So now the customer wants to dye the legs/apron rather than paint the legs/apron. I am going to have my work cut out on this one because the poplar legs are all over the place on color and different pieces of wood glued up for the blank. I let them know this was going to be difficult and can not guarantee how it will all look in the end...but they want to go forth...so I am going to do what they want. They are paying.
Had I known this in the beginning...I would have chosen maple for the legs and base as the color is much more even and easier to finish. Lots of blotch control is going to be the key here...I am going to mask it and just try and get a universal dye.
You can see here why it is going to be a challenge...different color wood and one spot that has a nickel size timbermate patch from what the router bit tore it out...at least the aprons are decent coloring.

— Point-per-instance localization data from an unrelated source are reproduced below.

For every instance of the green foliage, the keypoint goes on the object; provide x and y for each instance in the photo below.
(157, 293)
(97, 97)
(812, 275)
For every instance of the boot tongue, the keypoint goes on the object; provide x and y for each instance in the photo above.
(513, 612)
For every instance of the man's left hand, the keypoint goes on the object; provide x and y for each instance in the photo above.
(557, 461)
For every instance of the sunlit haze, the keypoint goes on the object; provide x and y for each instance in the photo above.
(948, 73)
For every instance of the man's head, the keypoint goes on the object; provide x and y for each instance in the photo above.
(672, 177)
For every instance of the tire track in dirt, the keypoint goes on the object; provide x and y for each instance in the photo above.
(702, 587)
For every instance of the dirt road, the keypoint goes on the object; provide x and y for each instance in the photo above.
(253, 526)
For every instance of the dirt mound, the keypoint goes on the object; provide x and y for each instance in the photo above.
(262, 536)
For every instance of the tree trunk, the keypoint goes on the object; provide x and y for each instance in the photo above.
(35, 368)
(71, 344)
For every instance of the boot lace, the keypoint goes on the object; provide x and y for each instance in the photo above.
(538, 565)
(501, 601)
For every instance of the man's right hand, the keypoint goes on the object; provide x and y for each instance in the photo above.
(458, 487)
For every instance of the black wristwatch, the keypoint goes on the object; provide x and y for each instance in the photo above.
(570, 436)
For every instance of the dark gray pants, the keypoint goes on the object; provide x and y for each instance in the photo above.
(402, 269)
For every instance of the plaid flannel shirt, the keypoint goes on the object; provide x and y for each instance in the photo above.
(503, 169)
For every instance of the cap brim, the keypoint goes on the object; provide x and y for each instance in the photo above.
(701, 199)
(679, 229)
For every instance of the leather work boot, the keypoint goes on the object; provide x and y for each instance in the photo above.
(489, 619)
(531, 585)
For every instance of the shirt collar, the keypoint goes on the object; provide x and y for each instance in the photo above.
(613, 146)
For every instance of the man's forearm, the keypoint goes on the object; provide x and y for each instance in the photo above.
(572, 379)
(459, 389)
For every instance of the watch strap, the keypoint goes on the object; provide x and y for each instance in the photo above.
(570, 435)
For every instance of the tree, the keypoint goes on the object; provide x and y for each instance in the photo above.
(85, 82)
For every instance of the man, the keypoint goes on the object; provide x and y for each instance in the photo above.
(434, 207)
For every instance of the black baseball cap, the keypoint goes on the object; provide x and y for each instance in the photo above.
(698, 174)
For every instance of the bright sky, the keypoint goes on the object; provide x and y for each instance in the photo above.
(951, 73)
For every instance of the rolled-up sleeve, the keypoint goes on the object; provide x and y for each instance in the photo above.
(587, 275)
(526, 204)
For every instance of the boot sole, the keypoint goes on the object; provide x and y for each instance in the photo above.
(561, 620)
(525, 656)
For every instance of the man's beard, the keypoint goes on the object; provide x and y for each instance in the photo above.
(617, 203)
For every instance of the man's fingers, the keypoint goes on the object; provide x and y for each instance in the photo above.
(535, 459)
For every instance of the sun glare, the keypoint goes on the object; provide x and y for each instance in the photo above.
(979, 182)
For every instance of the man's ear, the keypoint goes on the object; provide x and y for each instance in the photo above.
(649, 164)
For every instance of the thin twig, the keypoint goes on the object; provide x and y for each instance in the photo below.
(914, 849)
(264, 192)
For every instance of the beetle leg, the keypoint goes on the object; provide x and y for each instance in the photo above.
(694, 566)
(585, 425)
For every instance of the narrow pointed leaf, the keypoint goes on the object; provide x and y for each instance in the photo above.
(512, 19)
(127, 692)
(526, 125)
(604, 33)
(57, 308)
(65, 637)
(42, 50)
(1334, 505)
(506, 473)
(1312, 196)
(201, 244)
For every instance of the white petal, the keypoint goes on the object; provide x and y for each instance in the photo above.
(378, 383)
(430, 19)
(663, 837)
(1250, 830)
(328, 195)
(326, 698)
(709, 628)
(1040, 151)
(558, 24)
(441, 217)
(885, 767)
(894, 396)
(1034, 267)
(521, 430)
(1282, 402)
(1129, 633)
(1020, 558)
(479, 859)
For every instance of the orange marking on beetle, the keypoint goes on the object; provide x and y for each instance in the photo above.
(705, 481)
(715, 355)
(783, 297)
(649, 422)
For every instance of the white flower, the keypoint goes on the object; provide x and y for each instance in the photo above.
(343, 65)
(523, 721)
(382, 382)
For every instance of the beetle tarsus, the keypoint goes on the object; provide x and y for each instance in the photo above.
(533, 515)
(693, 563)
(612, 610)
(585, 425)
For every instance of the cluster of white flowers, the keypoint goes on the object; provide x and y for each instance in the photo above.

Here are the aprons cut to size before tenons and profiles are cut. I took care over a couple days to slowly plane down and stabilize the wood overnight. I have been left with very nice straight pieces of wood
This is the setup I used on the table saw so that I could cut repeatable tenons. I just butted the wood against the hard side of the feather board and then worked my way back.
Each apron was marked to a corresponding leg mortise and all the tenons were then rounded to fit in the rounded hole mortises. This was done with the Japanese rasp, a technique I learned from Charles...works very well and cuts quick. The chisel was used to clean up the very bottom where the rasp would not get.
The fit is nice and tight, and while are of them were not perfect fitting on the ends. The edges were.
One of the test aprons I used to test my skills before moving on to the real pieces. The pic also shows detail of the beading bit on the bottom. The slot for the table top hold down is on the back.
Beading bit I used. MLCS #5534
The cherry top has been stabilizing for two weeks with a little bit planed off every couple days and then clamped over night. Everything has remained very stable.
I have sanded the legs/apron to 100 then wet it all to raise the grain. I then sanded 120 and 150. I think I will stop with 150 and start assembly. I am going to use 2 coats of CN BLotch Control and go for it.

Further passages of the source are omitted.